Por otro lado, en torno a la pregunta de si el cine mexicano merece tener un 10 por ciento garantizado en salas de cine, habría que tener en cuenta un par de factores para evitar caer en prejuicios. En primer lugar, un titular del tipo “Garantizan 10 por ciento de exhibición de películas mexicanas en salas de cine” puede ser leído como un tipo de imposición. El público mexicano acostumbrado a elegir qué ver cuando acude al cine verá en esta medida una imposición o incluso una intromisión del gobierno en asuntos privados. La trillada versión neoliberal y conservadora de que el gobierno no respeta la libertad individual es resultado justamente de esa psicologización de un sistema capitalista que explota la visión individualista de las personas.

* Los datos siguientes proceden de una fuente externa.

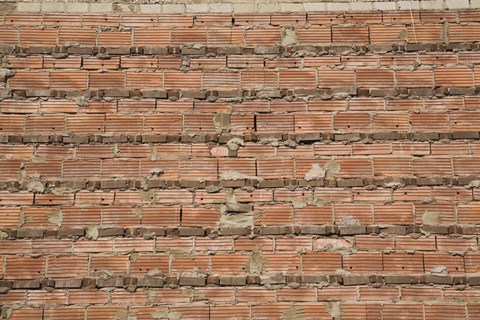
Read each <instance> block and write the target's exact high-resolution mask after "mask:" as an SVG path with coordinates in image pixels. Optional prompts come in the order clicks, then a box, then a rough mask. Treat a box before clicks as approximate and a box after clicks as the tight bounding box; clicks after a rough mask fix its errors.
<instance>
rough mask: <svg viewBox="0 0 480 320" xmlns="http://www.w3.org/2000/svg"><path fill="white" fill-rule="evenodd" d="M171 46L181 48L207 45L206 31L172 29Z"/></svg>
mask: <svg viewBox="0 0 480 320" xmlns="http://www.w3.org/2000/svg"><path fill="white" fill-rule="evenodd" d="M170 42H171V45H177V46H183V45H187V44H204V45H206V44H207V30H206V29H199V28H194V29H172V30H171V41H170Z"/></svg>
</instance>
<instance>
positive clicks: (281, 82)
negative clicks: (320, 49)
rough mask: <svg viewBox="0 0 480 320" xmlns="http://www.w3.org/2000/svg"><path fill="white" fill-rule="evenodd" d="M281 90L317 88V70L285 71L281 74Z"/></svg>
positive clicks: (283, 71) (285, 70) (287, 70)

De entrada, justamente se pretende elegir qué ver cuando vamos al cine, pero si en las 10 salas que hay en 9 hay un blockbuster hollywoodense con horarios de 12:00 a 22:00 horas, sumado a una saturación de publicidad y marketing en Instagram y TikTok de la cual pocos pueden escapar, es evidente que muy autónomos que seamos no es verdad. No obstante, caer en el discurso peor y más trillado de “el cine comercial es basura en relación al cine cultural” (sea lo que se entienda por ello), es azuzar más el problema que cuestionarlo.

Curiel Icaza mencionó que, a diferencia de la ley de 1992, la cual veía el cine como una mercancía -y que para funcionarios mexicanos era justificación para tratar por igual a un libro y un par de zapatos- tal y como lo señaló el cineasta, Víctor Ugalde, en su ensayo Las industrias culturales ¿materia de excepción o no?, la nueva legislación de este 2026 apreciará al cine en su aspecto cultural. El problema de esto surge y seguirá siendo, en opinión propia, funcional a la ideología de Hollywood porque, entre otras cosas, imposibilitará hacer cuestionamientos fuertes y contundentes contra películas comerciales porque “no son serias”, pese a que justamente ahí se juegan complejas relaciones de poder. De nada servirá ignorar, por ejemplo, las películas de Marvel en favor del cine de arte, cuando aquellas escenifican y estetizan el intervencionismo de EUA, las inversiones multimillonarias, la corrección política y la justificación de la demanda del público porque “gustan”, entre otros temas.

Walter Benjamin comprendió la función bipartita del cine. Imaginó un cine para entrenerse, esto es, cintas para reír y desde ese sitio generar crítica. Tal vez una visión que poco se compartió por la industria cultural de Theodor Adorno y Max Horkheimer. Pero quizá, el cine se juegue en un terreno con límites difusos, un sitio que comparte crítica y ocio, que desentraña y desmembra rincones de la experiencia humana que pretenden ser limitados por fuerzas que no comprendemos pero que se anidan en el corazón de la política y las relaciones de poder.